Amando Gavino, director of the Office of Network Services Programs for GSA’s ITS, said the change-over to EIS is his biggest concern right now, particularly because the last transition from the previous FTS2001 contracts to Networx, which began in 2007 and took years, was anything but smooth. The Government Accountability Office said in a 2014 report that the delayed transition cost agencies about $329 million.
“There are millions of items that need to transition…and there are over 120 agencies we have to work with to transition those items,” said Gavino, who joined GSA after the bumpy Networx transition. “That takes a tremendous amount of manpower to do.”
ITS Assistant Commissioner Mary Davie told FedScoop her team has been focused on planning for the upcoming transition for the last 10 months, “sharing with them data, like what they’re buying off the current contract, how much they’re buying, who they’re buying from, and just some ideas for starting to think about transition.”
“Because of the lessons learned from the previous transition, we really felt it was important to start working with the agencies well before the contract was even awarded,” Davie said.
The GSA team has imposed some early deadlines so that the majority of the transition should come well before the May 2020 deadline. GSA wants agencies to appoint transition teams by this March, and those teams are to produce a transition plan and final inventory of services to be transitioned by the end of October. Since the deadline for industry proposals is Monday and there are likely to be protests, the EIS contracts should be awarded late in 2016. By the start of fiscal year 2017 on Oct. 1, GSA wants agencies to complete fair-opportunity decisions with vendors — that is, place orders with the awardees. And by January 2019, GSA wants at least 50 percent of the transition to be complete.
GSA also extended Networx contracts expirations from 2017 to 2020 to provide time for an orderly transition to EIS.
That’s just the plan, though, and executing on it and keeping agencies on track will prove challenging, the officials said.
“We’ve been out, we’ve been talking about the importance of all of it,” Davie said. “The CIOs get it. We’ve included the acquisition executives and the agencies in it. So I think from a planning perspective we’re in good shape. Now it’s just are we going to be able to execute the way we need to?”
Money could become an issue, especially for agencies that don’t have the funds to transform and upgrade their services to emerging technologies during the transition period, Gavino said.
“That will take time on their part to decide whether they need to do both now or wait later,” he said, emphasizing that GSA will be there to help those struggling agencies along the way.
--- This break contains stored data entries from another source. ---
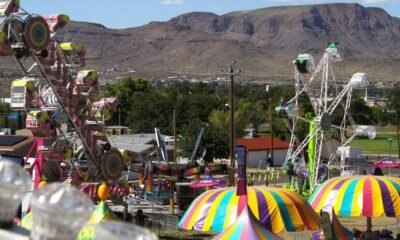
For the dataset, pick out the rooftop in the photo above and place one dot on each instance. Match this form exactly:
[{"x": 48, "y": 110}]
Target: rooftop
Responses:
[{"x": 261, "y": 143}]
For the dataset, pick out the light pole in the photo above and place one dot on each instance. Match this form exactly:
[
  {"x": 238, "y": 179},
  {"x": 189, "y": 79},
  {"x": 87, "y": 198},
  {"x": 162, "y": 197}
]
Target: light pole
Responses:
[
  {"x": 270, "y": 124},
  {"x": 390, "y": 140},
  {"x": 230, "y": 71}
]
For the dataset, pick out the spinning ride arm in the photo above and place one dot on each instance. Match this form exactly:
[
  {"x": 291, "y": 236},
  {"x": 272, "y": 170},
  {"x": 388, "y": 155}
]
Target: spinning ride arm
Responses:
[{"x": 29, "y": 37}]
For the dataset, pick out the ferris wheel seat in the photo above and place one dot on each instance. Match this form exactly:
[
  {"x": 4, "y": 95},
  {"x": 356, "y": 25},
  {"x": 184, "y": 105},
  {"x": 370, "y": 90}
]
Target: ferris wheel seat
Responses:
[
  {"x": 359, "y": 80},
  {"x": 304, "y": 63},
  {"x": 333, "y": 54},
  {"x": 87, "y": 78}
]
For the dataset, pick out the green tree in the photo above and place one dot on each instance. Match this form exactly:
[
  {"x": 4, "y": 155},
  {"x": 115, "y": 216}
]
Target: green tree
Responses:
[
  {"x": 393, "y": 106},
  {"x": 125, "y": 90}
]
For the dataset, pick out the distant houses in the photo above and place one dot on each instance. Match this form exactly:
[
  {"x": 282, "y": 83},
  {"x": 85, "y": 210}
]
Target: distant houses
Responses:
[{"x": 258, "y": 149}]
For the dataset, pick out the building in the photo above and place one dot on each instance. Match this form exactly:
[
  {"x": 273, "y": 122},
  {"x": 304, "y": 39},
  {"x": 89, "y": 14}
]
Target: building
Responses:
[{"x": 258, "y": 150}]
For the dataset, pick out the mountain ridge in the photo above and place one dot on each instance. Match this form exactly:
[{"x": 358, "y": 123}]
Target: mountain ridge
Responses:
[{"x": 263, "y": 41}]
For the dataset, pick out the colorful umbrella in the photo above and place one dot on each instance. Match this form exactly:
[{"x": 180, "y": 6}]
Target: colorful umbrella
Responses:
[
  {"x": 101, "y": 213},
  {"x": 350, "y": 196},
  {"x": 246, "y": 227},
  {"x": 276, "y": 208},
  {"x": 207, "y": 181},
  {"x": 336, "y": 228}
]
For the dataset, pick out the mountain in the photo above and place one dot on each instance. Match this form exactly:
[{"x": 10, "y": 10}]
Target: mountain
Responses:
[{"x": 263, "y": 41}]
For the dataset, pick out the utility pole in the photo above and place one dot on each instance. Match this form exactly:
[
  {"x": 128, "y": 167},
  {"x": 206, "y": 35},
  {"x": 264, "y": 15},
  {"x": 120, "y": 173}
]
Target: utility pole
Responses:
[
  {"x": 270, "y": 123},
  {"x": 175, "y": 147},
  {"x": 230, "y": 71},
  {"x": 270, "y": 126}
]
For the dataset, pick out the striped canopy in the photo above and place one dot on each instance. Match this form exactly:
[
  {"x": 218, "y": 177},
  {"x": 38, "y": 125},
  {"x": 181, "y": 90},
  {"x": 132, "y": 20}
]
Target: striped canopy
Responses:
[
  {"x": 369, "y": 196},
  {"x": 246, "y": 227},
  {"x": 275, "y": 208}
]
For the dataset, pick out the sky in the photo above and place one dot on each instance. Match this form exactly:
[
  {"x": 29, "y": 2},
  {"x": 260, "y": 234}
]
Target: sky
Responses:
[{"x": 133, "y": 13}]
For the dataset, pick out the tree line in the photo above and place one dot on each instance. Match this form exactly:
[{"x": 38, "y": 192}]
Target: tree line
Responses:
[{"x": 144, "y": 106}]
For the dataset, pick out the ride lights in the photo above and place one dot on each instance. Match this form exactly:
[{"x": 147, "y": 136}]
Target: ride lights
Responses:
[
  {"x": 15, "y": 182},
  {"x": 122, "y": 231},
  {"x": 59, "y": 211}
]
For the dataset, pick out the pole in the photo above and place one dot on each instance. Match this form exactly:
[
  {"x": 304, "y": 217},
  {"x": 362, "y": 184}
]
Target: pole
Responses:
[
  {"x": 231, "y": 168},
  {"x": 232, "y": 118},
  {"x": 271, "y": 129},
  {"x": 175, "y": 147}
]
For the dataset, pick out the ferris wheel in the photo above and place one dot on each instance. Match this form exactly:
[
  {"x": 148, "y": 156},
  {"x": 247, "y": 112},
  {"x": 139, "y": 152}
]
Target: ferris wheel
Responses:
[{"x": 325, "y": 94}]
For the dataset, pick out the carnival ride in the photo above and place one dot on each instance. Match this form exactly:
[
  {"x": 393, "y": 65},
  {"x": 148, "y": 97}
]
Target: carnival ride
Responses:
[
  {"x": 326, "y": 96},
  {"x": 53, "y": 85}
]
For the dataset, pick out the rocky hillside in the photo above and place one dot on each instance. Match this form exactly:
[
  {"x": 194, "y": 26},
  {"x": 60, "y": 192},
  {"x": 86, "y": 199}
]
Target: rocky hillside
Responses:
[{"x": 263, "y": 41}]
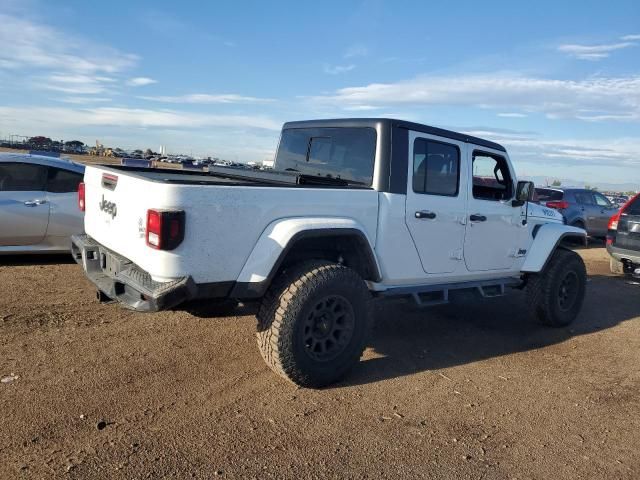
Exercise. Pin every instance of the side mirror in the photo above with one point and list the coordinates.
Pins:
(524, 193)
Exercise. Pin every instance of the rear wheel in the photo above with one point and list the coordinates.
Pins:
(556, 294)
(313, 323)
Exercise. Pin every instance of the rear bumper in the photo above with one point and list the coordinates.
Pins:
(122, 280)
(630, 258)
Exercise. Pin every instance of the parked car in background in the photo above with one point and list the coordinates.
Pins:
(623, 239)
(38, 203)
(580, 207)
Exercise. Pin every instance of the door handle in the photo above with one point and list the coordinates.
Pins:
(33, 203)
(422, 214)
(476, 217)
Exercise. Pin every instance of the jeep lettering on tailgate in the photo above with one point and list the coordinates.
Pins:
(108, 207)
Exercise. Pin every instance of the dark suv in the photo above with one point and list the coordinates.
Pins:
(623, 239)
(581, 207)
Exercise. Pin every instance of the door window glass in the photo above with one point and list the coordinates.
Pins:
(436, 168)
(491, 177)
(634, 207)
(22, 177)
(63, 181)
(584, 198)
(601, 200)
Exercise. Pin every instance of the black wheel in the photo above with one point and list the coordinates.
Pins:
(313, 323)
(556, 294)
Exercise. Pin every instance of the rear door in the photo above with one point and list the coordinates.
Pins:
(435, 204)
(65, 219)
(602, 213)
(628, 234)
(590, 211)
(24, 208)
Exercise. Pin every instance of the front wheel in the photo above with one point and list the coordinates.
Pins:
(555, 295)
(313, 323)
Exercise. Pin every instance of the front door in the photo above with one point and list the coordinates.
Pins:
(24, 208)
(436, 197)
(495, 228)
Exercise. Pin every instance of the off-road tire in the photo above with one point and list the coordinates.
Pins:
(283, 321)
(544, 292)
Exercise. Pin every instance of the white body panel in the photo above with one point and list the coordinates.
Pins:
(223, 223)
(546, 240)
(276, 237)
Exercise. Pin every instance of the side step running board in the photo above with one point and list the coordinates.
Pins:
(429, 295)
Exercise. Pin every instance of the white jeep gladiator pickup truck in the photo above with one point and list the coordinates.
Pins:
(353, 209)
There’s also a push from top administration IT officials in support of agencies modernizing and moving away from their legacy IT systems — the president’s proposed budget for fiscal year 2017 offers a revolving $3.1 billion fund housed in GSA to help agencies with modernization projects.
In terms of the evolution of new technologies, Gavino told FedScoop that despite still being three years out from the EIS transition deadline, he’s already directing his team to look beyond it to NS2020’s next iterations.
“To have a strategy that’s just three years from now, it’s not much of a strategy — it’s too tactical,” Gavino said of NS2020, a strategy GSA has been developing for many years. “For us to be planning for only three years from now — to me I think it’s a waste of government money,” he said.
Instead, he said, the agency needs to look further — to 2025.
We need to “talk about the future of technology that’s coming forward: software-defined networking, network functions virtualization, cloud,” Gavino said. “How is that going to service the federal government? We need to think further out.”